Agriculture, too, will have to see a revival in planning if we are to address the triple crisis of soil erosion, extreme weather and dependence on fossil fuel inputs. Wes Jackson, the visionary founder of the Land Institute in Salina, Kansas, has been calling for “a fifty-year farm bill.” That’s the length of time he and his collaborators Wendell Berry and Fred Kirschenmann estimate it will take to conduct the research and put the infrastructure in place to replace many soil-depleting annual grain crops, grown in monocultures, with perennial crops, grown in polycultures. Since perennials don’t need to be replanted every year, their long roots do a much better job of storing scarce water, holding soil in place and sequestering carbon. Polycultures are also less vulnerable to pests and to being wiped out by extreme weather. Another bonus: this type of farming is much more labor intensive than industrial agriculture, which means that farming can once again be a substantial source of employment.

Outside the Heartland conference and like-minded gatherings, the return of planning is nothing to fear. We are not talking about a return to authoritarian socialism, after all, but a turn toward real democracy. The thirty-odd-year experiment in deregulated, Wild West economics is failing the vast majority of people around the world. These systemic failures are precisely why so many are in open revolt against their elites, demanding living wages and an end to corruption. Climate change doesn’t conflict with demands for a new kind of economy. Rather, it adds to them an existential imperative.

3. Reining in Corporations

A key piece of the planning we must undertake involves the rapid re-regulation of the corporate sector. Much can be done with incentives: subsidies for renewable energy and responsible land stewardship, for instance. But we are also going to have to get back into the habit of barring outright dangerous and destructive behavior.

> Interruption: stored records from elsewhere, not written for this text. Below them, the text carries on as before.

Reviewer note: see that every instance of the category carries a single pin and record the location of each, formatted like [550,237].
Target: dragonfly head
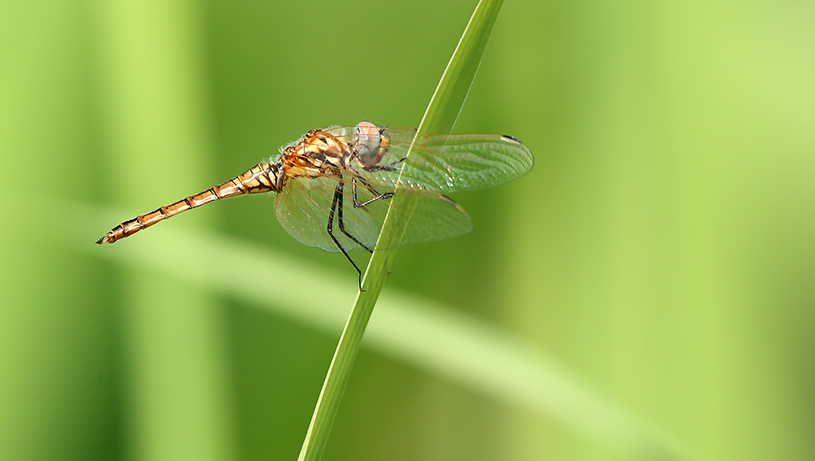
[371,143]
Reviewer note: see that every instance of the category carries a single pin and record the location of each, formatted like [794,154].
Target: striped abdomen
[260,178]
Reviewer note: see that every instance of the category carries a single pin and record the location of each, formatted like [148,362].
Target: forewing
[303,208]
[450,163]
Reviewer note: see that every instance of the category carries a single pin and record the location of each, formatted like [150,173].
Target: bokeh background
[661,252]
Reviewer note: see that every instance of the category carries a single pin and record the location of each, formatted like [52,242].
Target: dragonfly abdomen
[260,178]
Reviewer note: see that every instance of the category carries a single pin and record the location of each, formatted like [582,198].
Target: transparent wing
[451,163]
[304,205]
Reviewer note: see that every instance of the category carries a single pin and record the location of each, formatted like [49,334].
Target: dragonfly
[333,186]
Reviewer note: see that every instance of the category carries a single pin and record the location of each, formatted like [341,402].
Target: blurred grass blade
[440,117]
[426,334]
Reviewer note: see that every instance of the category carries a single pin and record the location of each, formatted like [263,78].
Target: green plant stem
[439,117]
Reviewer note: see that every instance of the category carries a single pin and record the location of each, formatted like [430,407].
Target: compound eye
[367,138]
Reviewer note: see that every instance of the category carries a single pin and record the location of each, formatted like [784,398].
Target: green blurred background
[661,252]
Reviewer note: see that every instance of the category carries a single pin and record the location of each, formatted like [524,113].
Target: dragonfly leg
[389,167]
[341,221]
[377,195]
[330,228]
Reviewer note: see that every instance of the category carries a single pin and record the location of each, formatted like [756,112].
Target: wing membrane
[451,163]
[303,209]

That means getting in the way of corporations on multiple fronts, from imposing strict caps on the amount of carbon corporations can emit, to banning new coal-fired power plants, to cracking down on industrial feedlots, to shutting down dirty-energy extraction projects like the Alberta tar sands (starting with pipelines like Keystone XL that lock in expansion plans).

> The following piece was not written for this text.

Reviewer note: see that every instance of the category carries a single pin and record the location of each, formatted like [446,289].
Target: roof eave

Only a very small sector of the population sees any restriction on corporate or consumer choice as leading down Hayek’s road to serfdom—and, not coincidentally, it is precisely this sector of the population that is at the forefront of climate change denial.

4. Relocalizing Production

If strictly regulating corporations to respond to climate change sounds somewhat radical it’s because, since the beginning of the 1980s, it has been an article of faith that the role of government is to get out of the way of the corporate sector—and nowhere more so than in the realm of international trade. The devastating impacts of free trade on manufacturing, local business and farming are well known. But perhaps the atmosphere has taken the hardest hit of all. The cargo ships, jumbo jets and heavy trucks that haul raw resources and finished products across the globe devour fossil fuels and spew greenhouse gases. And the cheap goods being produced—made to be replaced, almost never fixed—are consuming a huge range of other nonrenewable resources while producing far more waste than can be safely absorbed.

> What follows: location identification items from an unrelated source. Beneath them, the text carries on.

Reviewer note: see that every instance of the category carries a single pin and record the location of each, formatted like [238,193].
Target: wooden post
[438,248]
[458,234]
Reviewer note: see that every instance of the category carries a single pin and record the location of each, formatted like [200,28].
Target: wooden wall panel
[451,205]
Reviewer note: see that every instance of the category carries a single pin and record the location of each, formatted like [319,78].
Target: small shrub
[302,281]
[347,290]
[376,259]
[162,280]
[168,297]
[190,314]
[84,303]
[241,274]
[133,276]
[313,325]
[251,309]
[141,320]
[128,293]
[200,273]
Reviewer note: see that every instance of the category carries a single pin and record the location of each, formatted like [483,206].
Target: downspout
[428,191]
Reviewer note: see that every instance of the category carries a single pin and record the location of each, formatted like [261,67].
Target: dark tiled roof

This model is so wasteful, in fact, that it cancels out the modest gains that have been made in reducing emissions many times over. For instance, the Proceedings of the National Academy of Sciences recently published a study of the emissions from industrialized countries that signed the Kyoto Protocol. It found that while they had stabilized, that was partly because international trade had allowed these countries to move their dirty production to places like China. The researchers concluded that the rise in emissions from goods produced in developing countries but consumed in industrialized ones was six times greater than the emissions savings of industrialized countries.

In an economy organized to respect natural limits, the use of energy-intensive long-haul transport would need to be rationed—reserved for those cases where goods cannot be produced locally or where local production is more carbon-intensive. (For example, growing food in greenhouses in cold parts of the United States is often more energy-intensive than growing it in the South and shipping it by light rail.)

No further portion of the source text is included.